When thinking about
self-harm, we most associate it with youth. More than half of 11-14 year olds
and eight out of ten 18-21 year olds have self-harmed - or know someone who has
- according to the results of a UK poll undertaken during 2015.1 The
number of children in England and Wales admitted to hospital after self-harming
has risen 14% over the past three years.2 Low self-esteem, poor
body-image and bullying are obvious causes. However, self-harm is also common
among older adults with multiple life problems.
There's no single reason
why one person self-harms and another doesn't - and mental health isn’t always
linked. Only around 30% of people who repeatedly self-harm have borderline
personality or anxiety disorders, depression or post-traumatic stress.3 It
frequently begins with no identifiable psychiatric cause. Difficulties with
alcohol or in personal relationships, domestic violence, bereavement, work pressures,
in addition to isolation and loneliness - all contribute. Many people fail to
seek help; rather they hide the evidence of harm or act in secret, meaning it
goes unnoticed and untreated.
It is often difficult
for others to understand why a person would deliberately harm themselves by
cutting, scratching or poisoning with tablets. A critical distinction is made
between acts where the person’s intention is to end his or her life and those
where they are not. This latter group is called non-suicidal self-injury
(NSSI). Individuals in this group self-harm when they are overwhelmed by
psychological distress. The pain brings relief from the distress, feelings of
anxiety, shame or guilt.
While these groups may
appear clearly differentiated, they are linked in complex ways. A 2015 study
found that self-harm increased the risk of attempting suicide “seven-fold” and
that clinicians should not just dismiss the behaviour as “nothing serious.”4 Individualized
clinical support has a key role in suicide prevention.
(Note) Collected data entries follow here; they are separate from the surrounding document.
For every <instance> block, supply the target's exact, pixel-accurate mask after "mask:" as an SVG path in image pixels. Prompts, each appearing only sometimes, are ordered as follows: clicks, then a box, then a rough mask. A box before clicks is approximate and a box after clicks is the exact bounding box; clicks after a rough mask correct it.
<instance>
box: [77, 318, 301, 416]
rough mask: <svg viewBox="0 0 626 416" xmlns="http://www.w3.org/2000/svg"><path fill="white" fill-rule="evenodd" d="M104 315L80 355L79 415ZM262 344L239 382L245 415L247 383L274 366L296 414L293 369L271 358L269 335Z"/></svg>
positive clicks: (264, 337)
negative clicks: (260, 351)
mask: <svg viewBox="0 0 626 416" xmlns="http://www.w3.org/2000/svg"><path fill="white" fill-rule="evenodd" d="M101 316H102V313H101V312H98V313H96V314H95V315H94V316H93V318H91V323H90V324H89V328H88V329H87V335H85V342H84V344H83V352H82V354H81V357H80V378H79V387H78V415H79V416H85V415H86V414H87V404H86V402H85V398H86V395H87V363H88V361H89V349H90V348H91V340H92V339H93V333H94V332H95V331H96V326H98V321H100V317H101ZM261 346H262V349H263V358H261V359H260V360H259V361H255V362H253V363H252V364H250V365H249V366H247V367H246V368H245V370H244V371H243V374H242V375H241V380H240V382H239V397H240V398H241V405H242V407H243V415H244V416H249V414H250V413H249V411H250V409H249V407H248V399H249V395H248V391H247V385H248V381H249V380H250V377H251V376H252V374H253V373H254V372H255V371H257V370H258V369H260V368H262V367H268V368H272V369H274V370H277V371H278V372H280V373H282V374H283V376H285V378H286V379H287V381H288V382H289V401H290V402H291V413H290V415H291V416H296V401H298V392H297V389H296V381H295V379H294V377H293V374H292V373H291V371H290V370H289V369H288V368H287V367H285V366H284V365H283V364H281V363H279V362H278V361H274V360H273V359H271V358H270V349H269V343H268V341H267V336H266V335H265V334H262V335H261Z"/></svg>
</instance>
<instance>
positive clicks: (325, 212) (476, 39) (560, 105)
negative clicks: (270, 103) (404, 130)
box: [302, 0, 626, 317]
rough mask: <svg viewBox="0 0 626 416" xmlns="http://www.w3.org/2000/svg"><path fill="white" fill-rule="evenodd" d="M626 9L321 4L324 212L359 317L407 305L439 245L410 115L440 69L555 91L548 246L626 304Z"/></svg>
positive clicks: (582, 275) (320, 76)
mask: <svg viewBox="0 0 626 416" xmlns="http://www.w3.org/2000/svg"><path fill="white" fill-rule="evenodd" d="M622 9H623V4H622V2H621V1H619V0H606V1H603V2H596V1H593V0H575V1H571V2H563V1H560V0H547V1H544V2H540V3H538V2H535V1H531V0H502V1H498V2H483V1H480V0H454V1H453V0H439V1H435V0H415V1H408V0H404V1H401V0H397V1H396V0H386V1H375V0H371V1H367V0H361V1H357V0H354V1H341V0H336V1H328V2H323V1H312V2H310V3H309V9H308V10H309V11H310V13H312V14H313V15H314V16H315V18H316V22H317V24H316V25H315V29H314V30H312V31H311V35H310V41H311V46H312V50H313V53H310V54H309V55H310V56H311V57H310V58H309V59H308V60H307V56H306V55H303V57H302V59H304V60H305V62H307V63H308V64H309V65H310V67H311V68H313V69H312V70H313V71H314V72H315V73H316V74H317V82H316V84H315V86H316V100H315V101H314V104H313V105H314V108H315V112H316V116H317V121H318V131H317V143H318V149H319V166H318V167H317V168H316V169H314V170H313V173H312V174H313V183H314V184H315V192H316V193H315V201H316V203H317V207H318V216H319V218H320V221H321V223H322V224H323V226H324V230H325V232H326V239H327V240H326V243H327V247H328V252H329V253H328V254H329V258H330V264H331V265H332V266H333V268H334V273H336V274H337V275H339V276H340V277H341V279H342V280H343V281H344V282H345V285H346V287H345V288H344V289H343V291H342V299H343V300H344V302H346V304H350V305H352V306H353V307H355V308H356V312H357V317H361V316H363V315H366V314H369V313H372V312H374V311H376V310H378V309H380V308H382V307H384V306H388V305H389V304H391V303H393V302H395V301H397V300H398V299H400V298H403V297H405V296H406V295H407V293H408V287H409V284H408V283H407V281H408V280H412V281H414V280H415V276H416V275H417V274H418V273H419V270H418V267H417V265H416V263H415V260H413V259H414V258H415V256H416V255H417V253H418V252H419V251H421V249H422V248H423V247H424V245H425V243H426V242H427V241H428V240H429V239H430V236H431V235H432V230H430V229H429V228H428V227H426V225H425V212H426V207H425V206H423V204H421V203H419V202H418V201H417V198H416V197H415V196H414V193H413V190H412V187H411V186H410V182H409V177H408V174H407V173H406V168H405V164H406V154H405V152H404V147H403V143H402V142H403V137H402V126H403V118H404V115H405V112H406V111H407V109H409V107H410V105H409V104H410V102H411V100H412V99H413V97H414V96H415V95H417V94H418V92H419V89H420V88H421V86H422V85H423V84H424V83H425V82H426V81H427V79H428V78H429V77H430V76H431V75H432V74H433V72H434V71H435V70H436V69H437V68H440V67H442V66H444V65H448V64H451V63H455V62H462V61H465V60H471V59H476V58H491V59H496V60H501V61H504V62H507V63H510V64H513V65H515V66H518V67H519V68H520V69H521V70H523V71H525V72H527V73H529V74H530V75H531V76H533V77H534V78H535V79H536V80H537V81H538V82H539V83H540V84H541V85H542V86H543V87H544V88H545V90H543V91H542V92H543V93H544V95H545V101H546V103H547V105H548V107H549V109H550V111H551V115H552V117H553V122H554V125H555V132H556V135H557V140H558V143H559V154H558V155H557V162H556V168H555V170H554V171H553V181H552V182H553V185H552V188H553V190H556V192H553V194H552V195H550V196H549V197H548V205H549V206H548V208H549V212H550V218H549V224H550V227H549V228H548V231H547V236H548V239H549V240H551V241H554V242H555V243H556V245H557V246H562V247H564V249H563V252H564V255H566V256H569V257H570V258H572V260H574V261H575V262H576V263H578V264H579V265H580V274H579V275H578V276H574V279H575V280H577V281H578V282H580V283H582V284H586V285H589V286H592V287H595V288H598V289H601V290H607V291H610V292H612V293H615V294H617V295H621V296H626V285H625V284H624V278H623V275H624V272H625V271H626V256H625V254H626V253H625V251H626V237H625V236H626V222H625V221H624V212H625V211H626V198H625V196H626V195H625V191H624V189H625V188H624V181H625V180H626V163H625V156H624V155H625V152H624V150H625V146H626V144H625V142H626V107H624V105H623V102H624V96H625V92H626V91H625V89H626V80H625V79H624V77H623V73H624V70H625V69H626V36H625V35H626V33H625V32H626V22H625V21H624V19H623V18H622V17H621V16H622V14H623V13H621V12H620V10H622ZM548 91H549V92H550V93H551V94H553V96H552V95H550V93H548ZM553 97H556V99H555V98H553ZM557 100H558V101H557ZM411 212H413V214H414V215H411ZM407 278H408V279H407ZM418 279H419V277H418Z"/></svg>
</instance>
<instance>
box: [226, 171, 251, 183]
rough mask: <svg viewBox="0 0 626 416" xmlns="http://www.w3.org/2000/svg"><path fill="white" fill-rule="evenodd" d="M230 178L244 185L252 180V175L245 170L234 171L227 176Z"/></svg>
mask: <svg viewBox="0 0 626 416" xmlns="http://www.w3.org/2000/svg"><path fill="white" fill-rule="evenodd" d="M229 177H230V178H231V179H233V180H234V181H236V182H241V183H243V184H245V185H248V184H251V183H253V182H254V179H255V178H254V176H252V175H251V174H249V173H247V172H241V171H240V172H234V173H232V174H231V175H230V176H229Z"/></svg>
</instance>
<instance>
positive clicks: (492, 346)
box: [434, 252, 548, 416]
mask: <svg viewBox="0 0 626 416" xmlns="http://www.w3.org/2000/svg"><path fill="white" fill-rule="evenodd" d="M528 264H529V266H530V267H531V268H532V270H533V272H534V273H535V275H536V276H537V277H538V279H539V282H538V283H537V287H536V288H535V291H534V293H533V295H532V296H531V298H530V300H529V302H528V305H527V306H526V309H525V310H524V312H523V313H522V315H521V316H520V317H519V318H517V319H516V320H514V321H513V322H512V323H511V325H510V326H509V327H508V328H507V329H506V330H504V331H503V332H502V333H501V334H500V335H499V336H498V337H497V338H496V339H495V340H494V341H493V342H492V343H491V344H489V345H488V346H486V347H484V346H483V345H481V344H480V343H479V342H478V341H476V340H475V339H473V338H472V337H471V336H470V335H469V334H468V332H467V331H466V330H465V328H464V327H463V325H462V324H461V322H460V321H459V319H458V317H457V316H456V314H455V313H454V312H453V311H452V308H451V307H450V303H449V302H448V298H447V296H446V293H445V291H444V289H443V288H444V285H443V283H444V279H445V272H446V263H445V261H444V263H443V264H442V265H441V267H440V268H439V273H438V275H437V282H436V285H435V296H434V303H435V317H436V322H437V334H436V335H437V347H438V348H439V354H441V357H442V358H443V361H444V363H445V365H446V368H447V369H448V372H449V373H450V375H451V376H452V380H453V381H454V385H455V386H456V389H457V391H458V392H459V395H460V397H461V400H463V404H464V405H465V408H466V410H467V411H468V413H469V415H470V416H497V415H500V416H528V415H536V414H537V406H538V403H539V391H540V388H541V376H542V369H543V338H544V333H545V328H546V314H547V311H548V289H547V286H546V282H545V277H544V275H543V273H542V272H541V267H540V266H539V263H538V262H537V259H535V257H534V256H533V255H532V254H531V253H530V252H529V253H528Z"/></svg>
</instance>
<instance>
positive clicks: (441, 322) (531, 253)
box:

Cognitive therapy is
used to build resilience. Antidepressants help to ease anxiety and improve
well-being but there are too few trials of other promising interventions to
conclude as to their effectiveness.5
Assessing suicide risk
is a complex task for clinicians. It involves identifying the presence of
intent and mental illness, in addition to exploring the immediate causes of the
problems and the more enduring social, psychological and medical issues that
the individual experiences. Unfortunately, the formal risk assessment
instruments do not perform well, and the risk factors identified in the
literature are so common in mental health practice that they rarely help in a
given individual. Predicting rare events is difficult.
As a result, people who
self-harm present a similar dilemma at underwriting because the majority will
not end their lives by suicide. It is important that we not assume the worst
outcome is inevitable. Underwriters should look for evidence of suicidal
intent, the nature of any attempt (for instance, violent means such as
drowning, hanging or jumping), and a diagnosis of mental illness - in addition
to the proximal causes of the harm - and always bear in mind that the suicide
risk diminishes over time since the last act of harm.
Endnotes
1. http://www.themix.org.uk/news-and-research/news/poll-reveals-affect-of-online-self-harm-images-on-children-and-young-people.
3. Townsend, E. et al.,
Self-harm and life problems: findings from the Multicentre Study of Self-harm
in England, Social Psychiatry and Psychiatric Epidemiology, February 2016, v51,
issue 2, 183-192.
4. Dickstein, D. et al.,
Self-injurious implicit attitudes among adolescent suicide attempters versus
those engaged in non-suicidal self-injury, Journal of Child Psychology and
Psychiatry, 2015.
5. Gunnell, D et al.,
Psychosocial interventions following self-harm in adults: a systematic review
and meta-analysis, The Lancet Psychiatry Vol 3, No 8 740-750, 2016.